I want to add the infrastructure perspective since network reliability was mentioned. We’ve found that hybrid integration strategies work best when you have clear event classification. Here’s what we’ve learned across multiple implementations:
Network Reliability Considerations:
Real-time integration requires consistent network availability - aim for 99.5% uptime minimum. If your plant networks can’t meet this, real-time will cause more problems than it solves. Key factors:
• Wireless networks are problematic for real-time - latency spikes during interference
• Wired networks are more predictable but still need quality of service (QoS) configuration
• Segment your network - don’t mix machine data traffic with office traffic
• Monitor packet loss - anything above 1% will cause issues with real-time protocols
Latency Requirements by Use Case:
Different scenarios have different tolerance:
• Machine downtime alerts: <5 seconds acceptable, real-time justified
• Quality failures: <30 seconds acceptable, near-real-time sufficient
• Production counts: <2 minutes acceptable, batch processing fine
• Temperature/pressure readings: <5 minutes acceptable, batch processing preferred (reduces noise)
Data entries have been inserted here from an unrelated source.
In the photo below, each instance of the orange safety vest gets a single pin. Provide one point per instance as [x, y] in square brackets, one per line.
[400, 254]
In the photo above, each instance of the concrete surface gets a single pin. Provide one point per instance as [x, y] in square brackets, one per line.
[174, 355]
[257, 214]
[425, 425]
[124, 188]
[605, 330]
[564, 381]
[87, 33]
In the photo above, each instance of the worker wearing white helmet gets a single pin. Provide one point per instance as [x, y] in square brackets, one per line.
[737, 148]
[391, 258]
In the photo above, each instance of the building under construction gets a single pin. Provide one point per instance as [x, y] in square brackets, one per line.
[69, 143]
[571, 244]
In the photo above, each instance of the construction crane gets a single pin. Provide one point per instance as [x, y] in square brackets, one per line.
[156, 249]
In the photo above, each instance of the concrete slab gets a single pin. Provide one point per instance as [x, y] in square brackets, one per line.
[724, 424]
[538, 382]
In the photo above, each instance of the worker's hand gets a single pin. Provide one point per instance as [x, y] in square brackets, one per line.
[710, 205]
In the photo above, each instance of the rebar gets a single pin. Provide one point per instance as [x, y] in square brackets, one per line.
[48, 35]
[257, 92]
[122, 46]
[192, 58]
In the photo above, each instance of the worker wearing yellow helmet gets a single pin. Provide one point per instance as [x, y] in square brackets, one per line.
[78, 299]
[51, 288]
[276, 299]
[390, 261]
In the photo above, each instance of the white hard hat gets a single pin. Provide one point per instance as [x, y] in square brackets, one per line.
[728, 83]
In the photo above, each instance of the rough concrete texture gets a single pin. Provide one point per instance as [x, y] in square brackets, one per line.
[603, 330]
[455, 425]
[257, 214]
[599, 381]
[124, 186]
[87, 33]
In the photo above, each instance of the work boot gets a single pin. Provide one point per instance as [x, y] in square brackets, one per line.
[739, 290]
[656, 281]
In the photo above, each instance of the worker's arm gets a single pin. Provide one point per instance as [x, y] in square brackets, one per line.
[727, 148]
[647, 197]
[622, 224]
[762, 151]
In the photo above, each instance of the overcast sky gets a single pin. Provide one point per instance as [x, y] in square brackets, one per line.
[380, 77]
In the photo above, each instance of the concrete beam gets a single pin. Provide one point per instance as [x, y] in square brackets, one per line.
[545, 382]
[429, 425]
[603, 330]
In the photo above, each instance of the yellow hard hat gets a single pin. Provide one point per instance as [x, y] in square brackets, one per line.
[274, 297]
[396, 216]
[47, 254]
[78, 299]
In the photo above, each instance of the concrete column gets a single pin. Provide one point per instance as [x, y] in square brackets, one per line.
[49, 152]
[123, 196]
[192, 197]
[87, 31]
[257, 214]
• Tool wear indicators: <10 minutes acceptable, batch definitely sufficient
Hybrid Integration Strategy Framework:
The approach Susan and you mentioned works well. Here’s how to structure it:
-
Event Classification: Define three tiers - Critical (real-time), Important (near-real-time), Routine (batch)
-
Transport Layer: Use message queuing for real-time events (ensures delivery even if MES is briefly unavailable), REST APIs for batch uploads
-
Database Impact: Real-time events write to a hot table with short retention (24 hours), batch processes write to main tables. Reduces database contention.
-
Failover Logic: When real-time connection fails, queue events locally and switch to batch mode automatically. Resume real-time when connection restores.
Performance Optimization:
If you implement hybrid integration:
• Batch your routine updates but vary the batch timing across machines (don’t have 200 machines all sending updates at :00, :05, :10)
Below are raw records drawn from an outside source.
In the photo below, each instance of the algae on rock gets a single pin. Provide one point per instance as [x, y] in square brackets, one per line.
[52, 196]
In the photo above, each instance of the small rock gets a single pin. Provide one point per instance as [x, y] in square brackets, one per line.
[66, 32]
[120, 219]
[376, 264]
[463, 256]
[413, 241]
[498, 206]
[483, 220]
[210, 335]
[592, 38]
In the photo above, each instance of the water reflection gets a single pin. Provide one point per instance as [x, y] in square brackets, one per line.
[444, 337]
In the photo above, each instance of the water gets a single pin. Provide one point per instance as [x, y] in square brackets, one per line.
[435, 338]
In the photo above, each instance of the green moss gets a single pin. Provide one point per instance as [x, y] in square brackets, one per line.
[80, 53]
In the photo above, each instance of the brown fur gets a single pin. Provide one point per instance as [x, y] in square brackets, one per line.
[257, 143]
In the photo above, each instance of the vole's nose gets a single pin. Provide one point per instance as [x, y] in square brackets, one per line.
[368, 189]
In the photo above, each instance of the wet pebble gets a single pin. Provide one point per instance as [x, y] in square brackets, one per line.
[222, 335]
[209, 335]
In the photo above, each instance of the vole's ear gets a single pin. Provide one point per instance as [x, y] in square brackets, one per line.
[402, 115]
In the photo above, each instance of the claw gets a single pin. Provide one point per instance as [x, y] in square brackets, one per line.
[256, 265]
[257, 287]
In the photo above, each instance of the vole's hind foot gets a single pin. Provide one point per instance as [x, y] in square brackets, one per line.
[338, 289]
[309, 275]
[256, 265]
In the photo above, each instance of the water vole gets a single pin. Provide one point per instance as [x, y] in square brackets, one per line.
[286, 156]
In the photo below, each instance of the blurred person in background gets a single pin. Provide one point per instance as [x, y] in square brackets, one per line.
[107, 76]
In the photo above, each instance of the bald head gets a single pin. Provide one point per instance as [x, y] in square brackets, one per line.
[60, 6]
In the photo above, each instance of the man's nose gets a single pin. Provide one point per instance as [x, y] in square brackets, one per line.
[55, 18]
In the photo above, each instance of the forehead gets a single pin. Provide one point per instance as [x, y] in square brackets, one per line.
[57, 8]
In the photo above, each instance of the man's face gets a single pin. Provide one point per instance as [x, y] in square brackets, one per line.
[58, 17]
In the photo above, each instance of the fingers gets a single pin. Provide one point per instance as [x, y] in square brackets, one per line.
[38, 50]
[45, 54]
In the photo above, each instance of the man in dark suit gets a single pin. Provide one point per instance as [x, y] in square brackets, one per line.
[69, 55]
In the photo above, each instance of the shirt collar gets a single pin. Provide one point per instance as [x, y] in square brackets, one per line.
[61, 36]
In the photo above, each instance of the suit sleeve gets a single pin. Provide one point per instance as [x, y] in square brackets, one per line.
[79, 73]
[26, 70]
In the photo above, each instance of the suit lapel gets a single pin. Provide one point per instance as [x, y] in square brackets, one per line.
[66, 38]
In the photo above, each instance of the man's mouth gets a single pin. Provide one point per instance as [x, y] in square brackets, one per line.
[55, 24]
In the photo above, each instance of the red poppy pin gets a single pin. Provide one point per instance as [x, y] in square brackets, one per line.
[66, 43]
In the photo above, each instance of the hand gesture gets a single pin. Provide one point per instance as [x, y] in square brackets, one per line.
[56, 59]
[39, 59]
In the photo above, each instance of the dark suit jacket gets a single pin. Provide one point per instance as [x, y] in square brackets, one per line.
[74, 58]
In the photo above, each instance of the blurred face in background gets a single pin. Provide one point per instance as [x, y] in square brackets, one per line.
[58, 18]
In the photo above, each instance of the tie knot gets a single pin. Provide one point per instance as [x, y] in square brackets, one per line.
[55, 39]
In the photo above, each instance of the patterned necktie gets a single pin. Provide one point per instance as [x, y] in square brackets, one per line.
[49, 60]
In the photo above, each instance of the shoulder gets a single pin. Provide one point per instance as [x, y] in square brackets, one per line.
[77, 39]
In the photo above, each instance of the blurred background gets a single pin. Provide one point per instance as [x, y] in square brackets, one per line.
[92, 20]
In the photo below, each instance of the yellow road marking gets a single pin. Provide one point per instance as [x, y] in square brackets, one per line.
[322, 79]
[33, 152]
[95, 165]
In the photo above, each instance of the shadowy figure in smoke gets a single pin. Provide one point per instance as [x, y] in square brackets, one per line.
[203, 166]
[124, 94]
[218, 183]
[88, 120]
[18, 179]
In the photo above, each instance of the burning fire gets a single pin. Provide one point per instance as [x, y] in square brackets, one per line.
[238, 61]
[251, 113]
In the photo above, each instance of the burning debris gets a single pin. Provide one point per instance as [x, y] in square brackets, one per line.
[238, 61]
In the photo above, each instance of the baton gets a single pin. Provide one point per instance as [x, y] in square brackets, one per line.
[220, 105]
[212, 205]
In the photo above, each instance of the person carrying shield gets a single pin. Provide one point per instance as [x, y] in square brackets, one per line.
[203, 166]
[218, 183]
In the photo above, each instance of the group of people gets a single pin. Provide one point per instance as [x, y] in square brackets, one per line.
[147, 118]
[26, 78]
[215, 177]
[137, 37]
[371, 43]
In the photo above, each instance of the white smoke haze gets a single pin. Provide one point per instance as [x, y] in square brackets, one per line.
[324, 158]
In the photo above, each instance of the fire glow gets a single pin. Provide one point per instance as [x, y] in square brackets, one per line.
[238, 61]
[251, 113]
• Use delta updates for batch processing - only send values that changed
• Compress batch payloads if sending large datasets
• Implement backpressure handling - if MES is slow to respond, increase batch intervals temporarily
The sweet spot we’ve found is real-time for about 10-15% of events (the critical ones), near-real-time (30-60 second batches) for another 20%, and regular batching (2-5 minutes) for the remaining 65-70%. This balances visibility with system load effectively.